Nach etwa zehn Metern erreichten wir die Felswand mit dem Eingang. Ich schaute kurz zurück.
Die Hecke war wieder zugewachsen!
So schnell wie möglich durchquerten wir die Gänge und Windungen, Auf- und Abstiege, bis wir endlich am Brunnen ankamen.
"Willkommen!"
Erschrocken fuhr ich zusammen!
Langsam drehte ich mich um.
"Ich bin Moolie und freue mich, dass ihr gekommen seid."
Ein Mann klein wie ein Zwerg sah mich freundlich an. Ich blickte in gütige Augen in einem faltigen Gesicht, dass von schlohweissen Haaren und einem langen Bart umhüllt wurde. Seine hohen Schaftstiefel beherbergten kräftige kurze Beine und ein brauner Ledermantel liess ihn recht kantig aussehen. Mit wackelndem Gang kam er langsam auf uns zu.
"Dann musst Du Max sein." Seine kräftige Hand streckte sich mir entgegen.
Beherzt griff ich zu und sah ihn lächelnd an.
"So ist es. Max Mill. Ich freue mich."
"Das ist schön und ich danke Dir dass Du gekommen bist. Und ich wünsche Dir, dass Du morgen immer noch Freude hast, dass Du gekommen bist und dass unser Vorhaben erfolgreich war."
Mit den Worten "Folgt mir" drehte er sich um und watschelte voran, um uns in sein Reich zu führen. Fitzgerald und ich trotteten ihm hinterher. Unterwegs berichtete mir Fitzgerald alles, was Moolie ihm bei seinem Besuch erklärt hatte. Der Seelenfluss und was es damit auf sich hatte. Das Schicksal Moolie's und über den Unhold Grindur.
Moolie stoppte vor einer Felswand an der es nicht mehr weiter ging. Ich wusste von Fitzgerald um die seltsame Öffnung zu Moolies Reich, aber als ich es nun selber sah, überkam mich ein Gefühl der Ehrfurcht und ich fühlte mich wie in einem Märchen. Es war unglaublich!

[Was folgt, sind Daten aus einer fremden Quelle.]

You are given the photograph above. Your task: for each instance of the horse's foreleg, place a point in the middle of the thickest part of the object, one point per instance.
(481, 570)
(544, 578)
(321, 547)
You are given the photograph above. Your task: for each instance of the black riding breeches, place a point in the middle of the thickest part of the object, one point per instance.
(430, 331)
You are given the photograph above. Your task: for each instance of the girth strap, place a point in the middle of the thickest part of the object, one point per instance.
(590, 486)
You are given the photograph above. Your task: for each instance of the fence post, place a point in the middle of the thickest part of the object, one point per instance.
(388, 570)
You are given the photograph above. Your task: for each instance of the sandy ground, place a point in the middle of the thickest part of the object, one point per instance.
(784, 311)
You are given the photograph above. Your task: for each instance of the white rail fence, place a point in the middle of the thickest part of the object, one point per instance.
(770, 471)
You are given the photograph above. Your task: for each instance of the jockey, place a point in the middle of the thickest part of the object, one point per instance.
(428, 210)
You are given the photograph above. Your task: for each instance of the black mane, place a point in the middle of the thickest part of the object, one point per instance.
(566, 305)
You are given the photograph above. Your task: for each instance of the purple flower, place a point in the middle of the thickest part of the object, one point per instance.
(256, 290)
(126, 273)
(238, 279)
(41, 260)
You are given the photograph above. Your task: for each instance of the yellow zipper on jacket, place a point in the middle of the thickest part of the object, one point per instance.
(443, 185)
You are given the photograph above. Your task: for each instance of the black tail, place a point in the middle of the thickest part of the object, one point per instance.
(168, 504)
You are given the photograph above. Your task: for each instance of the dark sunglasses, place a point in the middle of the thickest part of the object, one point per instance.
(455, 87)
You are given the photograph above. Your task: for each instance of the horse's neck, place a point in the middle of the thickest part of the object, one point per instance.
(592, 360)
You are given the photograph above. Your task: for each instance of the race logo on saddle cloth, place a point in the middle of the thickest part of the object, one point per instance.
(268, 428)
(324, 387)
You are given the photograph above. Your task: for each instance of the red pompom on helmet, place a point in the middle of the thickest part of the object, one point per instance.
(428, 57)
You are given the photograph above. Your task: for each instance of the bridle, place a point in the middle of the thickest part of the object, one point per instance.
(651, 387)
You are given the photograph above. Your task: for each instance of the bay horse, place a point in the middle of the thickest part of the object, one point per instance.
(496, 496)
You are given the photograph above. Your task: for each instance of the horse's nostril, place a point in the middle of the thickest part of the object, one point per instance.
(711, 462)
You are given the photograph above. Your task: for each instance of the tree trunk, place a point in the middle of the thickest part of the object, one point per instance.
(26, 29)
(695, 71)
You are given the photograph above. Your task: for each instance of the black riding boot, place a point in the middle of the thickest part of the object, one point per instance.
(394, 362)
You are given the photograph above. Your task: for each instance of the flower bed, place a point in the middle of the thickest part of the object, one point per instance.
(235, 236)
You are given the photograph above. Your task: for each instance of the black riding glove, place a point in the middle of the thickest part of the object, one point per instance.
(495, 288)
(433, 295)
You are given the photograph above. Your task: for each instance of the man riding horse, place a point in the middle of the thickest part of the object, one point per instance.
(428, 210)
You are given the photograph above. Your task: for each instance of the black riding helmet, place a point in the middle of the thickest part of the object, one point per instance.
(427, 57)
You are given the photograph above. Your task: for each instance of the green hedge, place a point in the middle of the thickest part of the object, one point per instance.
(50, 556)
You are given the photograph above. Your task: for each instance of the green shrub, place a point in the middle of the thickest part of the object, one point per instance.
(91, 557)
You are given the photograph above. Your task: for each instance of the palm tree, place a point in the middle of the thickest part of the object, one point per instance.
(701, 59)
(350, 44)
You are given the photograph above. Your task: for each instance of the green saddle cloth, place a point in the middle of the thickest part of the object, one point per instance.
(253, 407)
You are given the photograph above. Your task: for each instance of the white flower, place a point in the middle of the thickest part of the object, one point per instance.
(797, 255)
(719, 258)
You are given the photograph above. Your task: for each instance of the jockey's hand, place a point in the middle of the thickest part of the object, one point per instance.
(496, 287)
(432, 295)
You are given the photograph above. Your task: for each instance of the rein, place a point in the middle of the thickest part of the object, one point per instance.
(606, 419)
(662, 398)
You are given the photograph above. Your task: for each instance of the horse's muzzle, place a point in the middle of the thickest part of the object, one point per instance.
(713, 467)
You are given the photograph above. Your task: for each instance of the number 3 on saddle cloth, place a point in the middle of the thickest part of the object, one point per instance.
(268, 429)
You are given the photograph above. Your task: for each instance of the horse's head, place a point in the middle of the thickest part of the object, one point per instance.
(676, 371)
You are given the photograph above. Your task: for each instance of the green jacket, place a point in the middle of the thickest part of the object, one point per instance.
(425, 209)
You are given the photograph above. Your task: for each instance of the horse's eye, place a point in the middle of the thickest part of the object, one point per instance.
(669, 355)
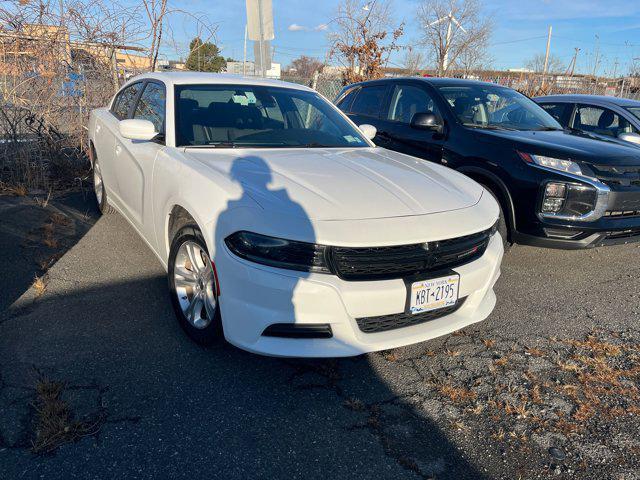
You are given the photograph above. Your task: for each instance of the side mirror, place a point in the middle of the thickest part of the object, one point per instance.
(368, 131)
(137, 129)
(630, 137)
(427, 121)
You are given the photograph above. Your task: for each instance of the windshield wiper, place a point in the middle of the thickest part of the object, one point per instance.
(548, 129)
(212, 145)
(489, 127)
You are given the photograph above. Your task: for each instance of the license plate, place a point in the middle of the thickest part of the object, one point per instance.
(434, 293)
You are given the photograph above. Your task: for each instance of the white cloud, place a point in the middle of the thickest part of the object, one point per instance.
(294, 27)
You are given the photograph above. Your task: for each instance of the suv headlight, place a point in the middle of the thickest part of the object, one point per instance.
(559, 164)
(278, 252)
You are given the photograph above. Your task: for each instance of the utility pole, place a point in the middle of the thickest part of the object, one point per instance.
(244, 61)
(572, 65)
(595, 65)
(546, 57)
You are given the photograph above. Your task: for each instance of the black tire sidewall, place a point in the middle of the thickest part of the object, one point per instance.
(212, 332)
(103, 206)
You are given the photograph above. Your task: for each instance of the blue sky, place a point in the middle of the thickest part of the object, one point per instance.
(520, 33)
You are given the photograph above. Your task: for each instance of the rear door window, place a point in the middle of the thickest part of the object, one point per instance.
(345, 102)
(407, 100)
(558, 111)
(369, 101)
(151, 106)
(124, 101)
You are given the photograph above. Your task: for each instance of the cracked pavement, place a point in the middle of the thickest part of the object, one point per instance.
(546, 387)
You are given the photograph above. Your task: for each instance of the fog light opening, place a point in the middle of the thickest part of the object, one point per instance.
(568, 200)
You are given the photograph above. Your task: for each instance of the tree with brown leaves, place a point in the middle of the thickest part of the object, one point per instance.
(363, 39)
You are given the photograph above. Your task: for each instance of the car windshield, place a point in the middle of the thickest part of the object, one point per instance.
(227, 116)
(495, 107)
(635, 111)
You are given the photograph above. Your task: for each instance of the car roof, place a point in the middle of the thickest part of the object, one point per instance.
(601, 99)
(435, 81)
(193, 78)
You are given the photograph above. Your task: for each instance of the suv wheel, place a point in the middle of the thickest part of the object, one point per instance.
(194, 287)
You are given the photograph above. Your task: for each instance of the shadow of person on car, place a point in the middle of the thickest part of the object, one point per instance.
(258, 294)
(343, 395)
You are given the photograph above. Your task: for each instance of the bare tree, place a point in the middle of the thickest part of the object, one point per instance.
(554, 65)
(306, 66)
(453, 29)
(474, 60)
(413, 61)
(363, 38)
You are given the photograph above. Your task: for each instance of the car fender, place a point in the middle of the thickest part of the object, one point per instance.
(479, 174)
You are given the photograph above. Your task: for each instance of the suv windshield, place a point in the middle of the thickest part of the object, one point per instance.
(486, 106)
(635, 111)
(259, 117)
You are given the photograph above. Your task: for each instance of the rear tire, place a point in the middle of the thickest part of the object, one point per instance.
(193, 287)
(503, 227)
(99, 189)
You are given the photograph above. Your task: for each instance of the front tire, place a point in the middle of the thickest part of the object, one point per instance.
(194, 287)
(99, 189)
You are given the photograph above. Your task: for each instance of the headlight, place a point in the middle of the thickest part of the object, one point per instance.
(554, 163)
(494, 227)
(278, 252)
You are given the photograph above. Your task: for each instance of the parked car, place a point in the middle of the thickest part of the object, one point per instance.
(602, 117)
(282, 226)
(555, 189)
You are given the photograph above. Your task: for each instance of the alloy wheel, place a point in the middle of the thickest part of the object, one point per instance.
(195, 284)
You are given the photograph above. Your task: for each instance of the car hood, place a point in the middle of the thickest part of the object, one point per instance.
(566, 145)
(342, 184)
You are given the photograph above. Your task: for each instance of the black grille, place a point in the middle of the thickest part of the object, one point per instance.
(379, 263)
(384, 323)
(618, 175)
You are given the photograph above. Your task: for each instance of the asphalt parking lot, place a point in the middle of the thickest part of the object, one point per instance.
(547, 386)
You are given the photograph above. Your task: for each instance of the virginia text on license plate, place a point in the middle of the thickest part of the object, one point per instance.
(435, 293)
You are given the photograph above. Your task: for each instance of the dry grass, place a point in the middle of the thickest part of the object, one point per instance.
(48, 235)
(535, 352)
(60, 219)
(596, 347)
(489, 343)
(390, 356)
(55, 424)
(40, 284)
(355, 404)
(457, 394)
(519, 410)
(502, 361)
(16, 190)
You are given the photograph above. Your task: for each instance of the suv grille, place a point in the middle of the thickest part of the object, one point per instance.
(625, 176)
(384, 323)
(379, 263)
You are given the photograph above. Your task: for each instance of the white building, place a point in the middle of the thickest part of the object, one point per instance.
(250, 69)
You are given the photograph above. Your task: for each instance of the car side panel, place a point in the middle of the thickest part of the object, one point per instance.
(102, 129)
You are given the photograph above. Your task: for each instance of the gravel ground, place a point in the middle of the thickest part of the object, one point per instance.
(546, 387)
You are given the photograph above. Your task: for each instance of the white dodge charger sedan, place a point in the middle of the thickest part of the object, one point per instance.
(282, 227)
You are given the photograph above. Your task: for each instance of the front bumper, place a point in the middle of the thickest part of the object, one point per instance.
(255, 296)
(615, 220)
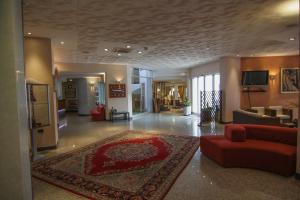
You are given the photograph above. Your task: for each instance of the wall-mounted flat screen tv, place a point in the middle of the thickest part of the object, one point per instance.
(255, 78)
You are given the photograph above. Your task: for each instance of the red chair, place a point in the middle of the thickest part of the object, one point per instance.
(98, 113)
(268, 148)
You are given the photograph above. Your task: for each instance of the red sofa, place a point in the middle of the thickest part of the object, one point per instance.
(268, 148)
(98, 113)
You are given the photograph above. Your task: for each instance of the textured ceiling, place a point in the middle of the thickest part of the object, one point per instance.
(178, 33)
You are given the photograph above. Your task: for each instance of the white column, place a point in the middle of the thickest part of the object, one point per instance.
(15, 174)
(298, 144)
(230, 85)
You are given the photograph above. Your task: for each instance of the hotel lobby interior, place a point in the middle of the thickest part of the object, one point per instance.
(150, 100)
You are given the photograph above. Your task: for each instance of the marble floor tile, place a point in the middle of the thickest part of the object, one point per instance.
(202, 179)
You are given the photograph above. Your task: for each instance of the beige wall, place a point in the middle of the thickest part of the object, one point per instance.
(39, 69)
(272, 96)
(204, 69)
(229, 70)
(113, 74)
(15, 174)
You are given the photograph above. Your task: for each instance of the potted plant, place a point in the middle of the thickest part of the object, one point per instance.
(187, 109)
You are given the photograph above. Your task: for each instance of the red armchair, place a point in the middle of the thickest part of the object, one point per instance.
(268, 148)
(98, 113)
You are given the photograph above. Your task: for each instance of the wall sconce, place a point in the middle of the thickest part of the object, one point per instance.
(272, 77)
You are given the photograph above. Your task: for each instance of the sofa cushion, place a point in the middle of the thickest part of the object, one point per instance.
(272, 134)
(258, 154)
(235, 133)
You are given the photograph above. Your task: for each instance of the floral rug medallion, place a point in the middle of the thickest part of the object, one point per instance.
(133, 165)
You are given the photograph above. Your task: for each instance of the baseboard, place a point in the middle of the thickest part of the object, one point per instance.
(47, 148)
(222, 122)
(84, 115)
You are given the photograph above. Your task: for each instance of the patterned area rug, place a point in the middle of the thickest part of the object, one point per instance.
(132, 165)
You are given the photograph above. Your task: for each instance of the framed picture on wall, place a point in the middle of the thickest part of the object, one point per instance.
(289, 80)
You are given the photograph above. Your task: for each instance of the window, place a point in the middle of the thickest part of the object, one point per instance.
(209, 82)
(217, 82)
(195, 95)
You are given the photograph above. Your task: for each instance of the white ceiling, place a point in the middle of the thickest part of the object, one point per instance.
(178, 33)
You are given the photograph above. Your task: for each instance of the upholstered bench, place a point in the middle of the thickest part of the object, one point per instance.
(268, 148)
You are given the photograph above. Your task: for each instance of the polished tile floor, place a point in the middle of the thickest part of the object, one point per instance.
(202, 179)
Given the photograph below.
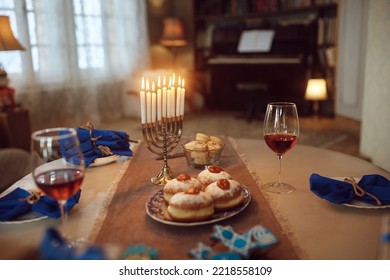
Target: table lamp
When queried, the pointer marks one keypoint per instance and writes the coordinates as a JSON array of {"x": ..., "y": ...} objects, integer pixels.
[
  {"x": 8, "y": 42},
  {"x": 173, "y": 35},
  {"x": 316, "y": 91}
]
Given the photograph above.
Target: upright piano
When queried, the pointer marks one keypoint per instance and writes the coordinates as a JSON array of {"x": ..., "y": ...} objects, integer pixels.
[{"x": 282, "y": 71}]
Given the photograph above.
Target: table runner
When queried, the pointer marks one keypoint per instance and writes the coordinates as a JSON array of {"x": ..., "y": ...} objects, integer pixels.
[{"x": 127, "y": 222}]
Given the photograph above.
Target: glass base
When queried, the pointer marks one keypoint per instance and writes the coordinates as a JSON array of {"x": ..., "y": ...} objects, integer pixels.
[{"x": 280, "y": 188}]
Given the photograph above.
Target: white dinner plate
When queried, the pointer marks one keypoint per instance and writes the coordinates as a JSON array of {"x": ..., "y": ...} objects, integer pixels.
[
  {"x": 360, "y": 204},
  {"x": 156, "y": 208},
  {"x": 27, "y": 184},
  {"x": 104, "y": 160}
]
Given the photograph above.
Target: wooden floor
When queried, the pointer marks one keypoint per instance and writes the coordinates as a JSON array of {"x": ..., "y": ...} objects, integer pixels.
[{"x": 334, "y": 133}]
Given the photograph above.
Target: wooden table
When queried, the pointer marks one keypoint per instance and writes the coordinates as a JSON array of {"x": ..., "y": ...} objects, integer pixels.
[{"x": 317, "y": 228}]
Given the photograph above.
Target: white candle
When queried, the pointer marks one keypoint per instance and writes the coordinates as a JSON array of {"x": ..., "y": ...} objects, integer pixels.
[
  {"x": 148, "y": 103},
  {"x": 183, "y": 97},
  {"x": 153, "y": 104},
  {"x": 164, "y": 109},
  {"x": 142, "y": 99},
  {"x": 159, "y": 100}
]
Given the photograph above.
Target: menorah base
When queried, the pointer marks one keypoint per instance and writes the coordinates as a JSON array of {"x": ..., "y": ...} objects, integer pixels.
[{"x": 163, "y": 177}]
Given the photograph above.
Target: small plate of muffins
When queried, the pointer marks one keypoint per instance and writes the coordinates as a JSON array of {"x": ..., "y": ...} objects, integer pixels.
[{"x": 188, "y": 201}]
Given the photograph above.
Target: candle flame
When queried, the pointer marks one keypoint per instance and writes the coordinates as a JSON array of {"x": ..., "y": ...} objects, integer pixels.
[{"x": 147, "y": 84}]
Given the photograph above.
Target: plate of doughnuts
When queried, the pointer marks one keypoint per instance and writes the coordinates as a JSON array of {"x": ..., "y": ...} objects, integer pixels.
[{"x": 157, "y": 209}]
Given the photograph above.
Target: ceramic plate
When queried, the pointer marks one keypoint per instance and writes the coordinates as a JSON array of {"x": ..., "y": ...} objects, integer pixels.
[
  {"x": 360, "y": 204},
  {"x": 27, "y": 184},
  {"x": 104, "y": 160},
  {"x": 156, "y": 208}
]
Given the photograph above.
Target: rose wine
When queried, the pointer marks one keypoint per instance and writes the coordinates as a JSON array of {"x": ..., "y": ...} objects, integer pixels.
[
  {"x": 280, "y": 143},
  {"x": 60, "y": 184}
]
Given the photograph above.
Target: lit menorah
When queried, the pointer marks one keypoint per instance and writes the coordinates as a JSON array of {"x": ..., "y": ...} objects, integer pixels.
[{"x": 162, "y": 113}]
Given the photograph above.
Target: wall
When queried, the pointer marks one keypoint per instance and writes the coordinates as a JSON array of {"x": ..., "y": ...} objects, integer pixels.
[
  {"x": 162, "y": 57},
  {"x": 351, "y": 52},
  {"x": 375, "y": 133}
]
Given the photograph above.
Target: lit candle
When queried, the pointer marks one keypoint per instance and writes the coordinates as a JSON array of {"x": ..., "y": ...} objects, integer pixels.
[
  {"x": 148, "y": 103},
  {"x": 183, "y": 96},
  {"x": 178, "y": 97},
  {"x": 173, "y": 95},
  {"x": 159, "y": 100},
  {"x": 164, "y": 109},
  {"x": 153, "y": 103},
  {"x": 169, "y": 99},
  {"x": 142, "y": 99}
]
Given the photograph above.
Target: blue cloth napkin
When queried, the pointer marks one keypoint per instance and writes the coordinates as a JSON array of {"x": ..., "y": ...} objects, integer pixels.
[
  {"x": 15, "y": 204},
  {"x": 116, "y": 141},
  {"x": 342, "y": 192},
  {"x": 54, "y": 247}
]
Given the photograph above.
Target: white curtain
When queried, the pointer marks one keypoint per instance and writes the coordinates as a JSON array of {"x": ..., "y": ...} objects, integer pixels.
[{"x": 60, "y": 93}]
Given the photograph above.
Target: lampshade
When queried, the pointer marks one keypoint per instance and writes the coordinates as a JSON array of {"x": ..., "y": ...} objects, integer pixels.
[
  {"x": 173, "y": 33},
  {"x": 316, "y": 89},
  {"x": 8, "y": 42}
]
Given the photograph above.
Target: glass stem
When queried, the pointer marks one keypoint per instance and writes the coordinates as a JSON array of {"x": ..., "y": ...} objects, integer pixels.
[
  {"x": 64, "y": 217},
  {"x": 280, "y": 170}
]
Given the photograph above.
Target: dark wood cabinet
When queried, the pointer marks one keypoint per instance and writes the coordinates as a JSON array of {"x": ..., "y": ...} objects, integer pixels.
[
  {"x": 303, "y": 47},
  {"x": 15, "y": 131}
]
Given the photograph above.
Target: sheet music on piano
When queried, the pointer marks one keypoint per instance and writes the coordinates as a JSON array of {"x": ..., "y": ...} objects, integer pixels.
[{"x": 256, "y": 40}]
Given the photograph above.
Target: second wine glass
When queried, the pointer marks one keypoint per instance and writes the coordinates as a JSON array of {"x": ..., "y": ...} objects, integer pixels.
[
  {"x": 281, "y": 132},
  {"x": 58, "y": 165}
]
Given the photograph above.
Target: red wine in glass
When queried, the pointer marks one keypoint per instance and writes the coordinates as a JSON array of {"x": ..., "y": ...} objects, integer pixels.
[
  {"x": 58, "y": 165},
  {"x": 60, "y": 184},
  {"x": 280, "y": 143},
  {"x": 280, "y": 131}
]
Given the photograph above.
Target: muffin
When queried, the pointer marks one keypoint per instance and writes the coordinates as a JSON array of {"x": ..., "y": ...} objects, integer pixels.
[
  {"x": 227, "y": 194},
  {"x": 198, "y": 151},
  {"x": 212, "y": 174},
  {"x": 179, "y": 184},
  {"x": 201, "y": 137},
  {"x": 191, "y": 206},
  {"x": 214, "y": 148}
]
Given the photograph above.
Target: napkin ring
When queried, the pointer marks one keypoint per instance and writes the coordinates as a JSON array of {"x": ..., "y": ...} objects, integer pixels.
[
  {"x": 32, "y": 198},
  {"x": 359, "y": 191},
  {"x": 106, "y": 151}
]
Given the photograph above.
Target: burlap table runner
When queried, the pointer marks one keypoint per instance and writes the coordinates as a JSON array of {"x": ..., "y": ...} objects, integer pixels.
[{"x": 127, "y": 222}]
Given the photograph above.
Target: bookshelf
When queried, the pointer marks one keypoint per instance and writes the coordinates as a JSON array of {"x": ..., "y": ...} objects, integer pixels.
[{"x": 315, "y": 19}]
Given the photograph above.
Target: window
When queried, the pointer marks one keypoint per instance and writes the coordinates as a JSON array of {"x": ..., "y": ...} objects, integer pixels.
[
  {"x": 11, "y": 61},
  {"x": 89, "y": 33},
  {"x": 63, "y": 39}
]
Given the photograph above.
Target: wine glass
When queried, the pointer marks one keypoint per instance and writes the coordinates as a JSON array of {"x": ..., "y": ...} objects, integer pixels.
[
  {"x": 58, "y": 165},
  {"x": 281, "y": 132}
]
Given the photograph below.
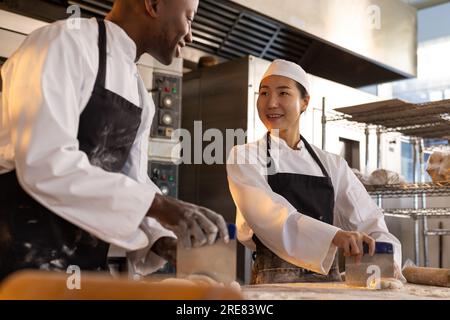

Ich staunte beim Eintritt in die Höhle so wie Fitzgerald gestaunt hatte. Das seltsam angenehme Licht, dass nirgendwo her zukommen schien und trotzdem da war. Das klare Wasser welches vereinzelt in kleinen Rinnsalen aus den Wänden floss und dann....die Engelsfigur!
Nur ganz leicht waren Ansätze von Gesichtszügen zu erkennen und sie war wunderschön.
"Nehmt Platz," sagte Moolie und wies mit seiner kräftigen Hand auf einen Tisch und Stühle.
Als wir uns gesetzt hatten fragte er zuerst nach der Aktentasche. Fitzgerald zog sie aus dem Rucksack und legte sie auf den Tisch.
"Wir werden sie noch brauchen und ich nehme sie an mich, wenn's recht ist." Moolie nahm die Tasche und legte sie neben sich auf einen freien Stuhl. Dann wandte er sich an mich.